Tech • IA • Crypto
NVIDIA has launched Vera Rubin, a multi-rack, pod-scale supercomputer designed to power agentic AI systems that can autonomously reason, plan, and act.
AI development is moving beyond simple response generation toward “agentic” systems capable of observing, reasoning, planning, and using tools. These systems require managing vast context, combining working and long-term memory, and coordinating specialized sub-agents. This shift significantly increases computational and architectural demands.
Vera Rubin is described as the first multi-rack, pod-scale supercomputer built specifically for agentic AI workloads. It integrates multiple interconnected rack-scale systems into a unified platform designed to handle large-scale reasoning, orchestration, and memory-intensive processing.
The system is built on seven new chips manufactured using TSMC’s 3-nanometer process, with advanced packaging and HBM4 memory from Micron, SK hynix, and Samsung.

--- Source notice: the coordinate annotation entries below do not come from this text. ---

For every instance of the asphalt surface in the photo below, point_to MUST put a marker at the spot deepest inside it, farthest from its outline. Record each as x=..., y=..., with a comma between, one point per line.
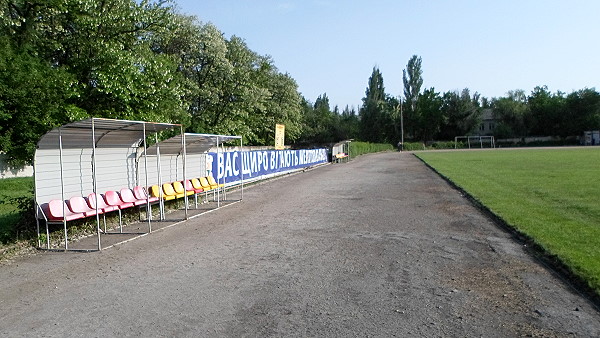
x=378, y=247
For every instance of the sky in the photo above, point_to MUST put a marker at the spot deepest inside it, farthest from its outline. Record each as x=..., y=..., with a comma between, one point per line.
x=490, y=47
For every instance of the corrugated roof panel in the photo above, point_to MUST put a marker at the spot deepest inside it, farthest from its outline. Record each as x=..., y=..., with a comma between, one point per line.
x=107, y=132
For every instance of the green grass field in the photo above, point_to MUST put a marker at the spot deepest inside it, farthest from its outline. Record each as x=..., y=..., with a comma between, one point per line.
x=550, y=195
x=12, y=188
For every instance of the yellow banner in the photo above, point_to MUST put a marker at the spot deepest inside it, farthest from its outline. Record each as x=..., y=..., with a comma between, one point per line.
x=279, y=136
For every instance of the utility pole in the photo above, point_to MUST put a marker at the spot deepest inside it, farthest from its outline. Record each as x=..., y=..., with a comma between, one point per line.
x=401, y=125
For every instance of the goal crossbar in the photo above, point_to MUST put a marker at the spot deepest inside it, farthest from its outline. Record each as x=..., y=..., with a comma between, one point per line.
x=476, y=139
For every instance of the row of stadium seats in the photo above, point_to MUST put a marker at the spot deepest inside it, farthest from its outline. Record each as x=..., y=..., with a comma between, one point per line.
x=79, y=207
x=171, y=191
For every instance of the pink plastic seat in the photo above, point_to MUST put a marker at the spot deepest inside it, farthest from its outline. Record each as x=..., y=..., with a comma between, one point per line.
x=54, y=211
x=140, y=193
x=190, y=187
x=78, y=204
x=127, y=196
x=101, y=203
x=112, y=198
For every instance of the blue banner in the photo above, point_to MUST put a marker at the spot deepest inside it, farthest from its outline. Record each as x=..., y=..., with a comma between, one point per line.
x=253, y=164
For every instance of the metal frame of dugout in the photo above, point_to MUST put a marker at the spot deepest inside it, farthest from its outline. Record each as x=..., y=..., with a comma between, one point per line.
x=92, y=155
x=192, y=147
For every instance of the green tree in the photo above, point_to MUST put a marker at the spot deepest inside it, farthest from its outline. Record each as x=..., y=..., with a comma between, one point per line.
x=429, y=111
x=32, y=101
x=546, y=112
x=374, y=116
x=412, y=77
x=582, y=112
x=512, y=113
x=462, y=113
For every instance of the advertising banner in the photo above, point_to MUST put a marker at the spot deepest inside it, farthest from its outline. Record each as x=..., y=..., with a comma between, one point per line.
x=254, y=164
x=279, y=136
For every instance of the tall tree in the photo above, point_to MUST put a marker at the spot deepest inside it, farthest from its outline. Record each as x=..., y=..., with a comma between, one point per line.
x=412, y=77
x=372, y=113
x=462, y=113
x=429, y=111
x=512, y=114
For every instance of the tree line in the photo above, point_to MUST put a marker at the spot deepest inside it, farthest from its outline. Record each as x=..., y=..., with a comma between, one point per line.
x=66, y=60
x=428, y=115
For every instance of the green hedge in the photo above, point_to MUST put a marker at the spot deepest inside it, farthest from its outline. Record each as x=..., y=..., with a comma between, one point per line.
x=359, y=148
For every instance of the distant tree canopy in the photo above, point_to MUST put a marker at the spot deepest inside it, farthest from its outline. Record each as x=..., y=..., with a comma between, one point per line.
x=430, y=115
x=66, y=60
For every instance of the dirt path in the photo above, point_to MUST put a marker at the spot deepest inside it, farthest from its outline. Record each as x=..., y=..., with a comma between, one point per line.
x=380, y=246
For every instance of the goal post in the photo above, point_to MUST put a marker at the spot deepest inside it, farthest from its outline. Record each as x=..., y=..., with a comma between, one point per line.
x=476, y=140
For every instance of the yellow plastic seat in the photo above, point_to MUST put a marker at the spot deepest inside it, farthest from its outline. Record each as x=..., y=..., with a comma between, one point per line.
x=168, y=192
x=155, y=192
x=214, y=183
x=180, y=190
x=196, y=184
x=205, y=185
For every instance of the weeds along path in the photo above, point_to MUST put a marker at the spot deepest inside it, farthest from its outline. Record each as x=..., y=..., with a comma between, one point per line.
x=380, y=246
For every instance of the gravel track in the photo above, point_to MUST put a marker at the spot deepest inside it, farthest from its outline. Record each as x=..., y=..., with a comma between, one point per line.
x=377, y=247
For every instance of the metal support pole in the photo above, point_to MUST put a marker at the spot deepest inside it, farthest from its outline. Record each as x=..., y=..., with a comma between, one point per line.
x=37, y=212
x=401, y=126
x=62, y=187
x=148, y=215
x=161, y=203
x=217, y=180
x=242, y=166
x=185, y=197
x=95, y=184
x=224, y=180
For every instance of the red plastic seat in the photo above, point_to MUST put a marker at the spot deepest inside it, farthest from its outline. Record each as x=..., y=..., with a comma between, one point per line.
x=140, y=194
x=78, y=204
x=180, y=191
x=101, y=203
x=54, y=211
x=127, y=196
x=112, y=198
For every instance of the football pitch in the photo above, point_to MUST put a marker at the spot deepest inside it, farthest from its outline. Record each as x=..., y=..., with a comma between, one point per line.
x=550, y=195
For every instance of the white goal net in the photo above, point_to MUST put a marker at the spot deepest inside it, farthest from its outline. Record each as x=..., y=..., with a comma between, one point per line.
x=475, y=141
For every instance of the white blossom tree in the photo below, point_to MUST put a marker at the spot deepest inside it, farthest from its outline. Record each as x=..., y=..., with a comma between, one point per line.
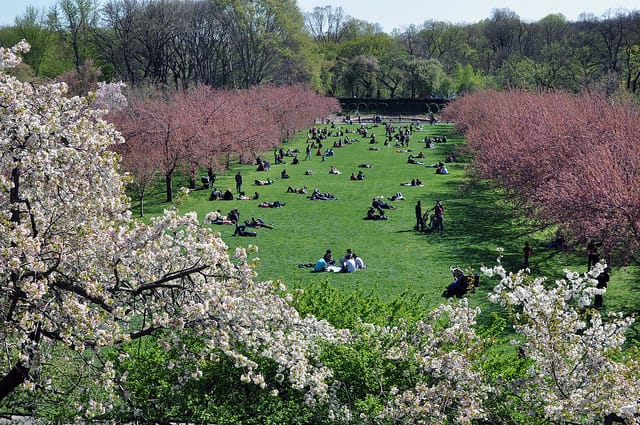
x=580, y=371
x=78, y=274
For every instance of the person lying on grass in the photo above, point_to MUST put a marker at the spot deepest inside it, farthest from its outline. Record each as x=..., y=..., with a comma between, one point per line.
x=242, y=231
x=274, y=204
x=263, y=182
x=413, y=182
x=372, y=215
x=301, y=190
x=380, y=204
x=321, y=196
x=257, y=223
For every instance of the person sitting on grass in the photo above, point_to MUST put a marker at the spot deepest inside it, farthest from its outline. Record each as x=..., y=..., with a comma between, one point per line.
x=274, y=204
x=234, y=215
x=320, y=266
x=301, y=190
x=321, y=196
x=380, y=204
x=397, y=197
x=441, y=168
x=216, y=217
x=227, y=195
x=216, y=194
x=241, y=231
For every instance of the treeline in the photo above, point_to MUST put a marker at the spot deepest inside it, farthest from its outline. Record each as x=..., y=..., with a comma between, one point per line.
x=239, y=44
x=567, y=160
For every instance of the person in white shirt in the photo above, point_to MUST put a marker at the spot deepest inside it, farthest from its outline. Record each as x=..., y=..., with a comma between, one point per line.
x=359, y=262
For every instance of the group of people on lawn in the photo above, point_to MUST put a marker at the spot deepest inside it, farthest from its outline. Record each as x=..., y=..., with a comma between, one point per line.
x=348, y=263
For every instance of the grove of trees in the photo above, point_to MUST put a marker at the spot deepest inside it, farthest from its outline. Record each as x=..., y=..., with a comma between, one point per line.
x=202, y=128
x=238, y=44
x=566, y=160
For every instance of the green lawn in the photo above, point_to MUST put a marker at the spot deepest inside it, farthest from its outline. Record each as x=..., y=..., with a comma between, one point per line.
x=398, y=258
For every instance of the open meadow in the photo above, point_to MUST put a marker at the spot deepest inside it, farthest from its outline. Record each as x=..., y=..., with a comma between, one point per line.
x=399, y=259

A single compute board contains 6 trillion transistors and over 18,000 components, highlighting the scale of integration required.
Each system includes 18 compute trays and NVLink switch trays, connected without cables for resilience. Liquid-cooled infrastructure delivers over 5,000 amps, equivalent to the power draw of 20 electric cars at full acceleration. Networking is powered by ConnectX-9, BlueField-4 DPUs, and Spectrum-X photonic Ethernet.
The MVL72 system handles reasoning, planning, and high-throughput token generation, while Grace CPU racks with 256 CPUs orchestrate workloads and memory. Complementing this, Groq LPX systems deliver ultra-low-latency inference with 40 petabytes per second of SRAM bandwidth.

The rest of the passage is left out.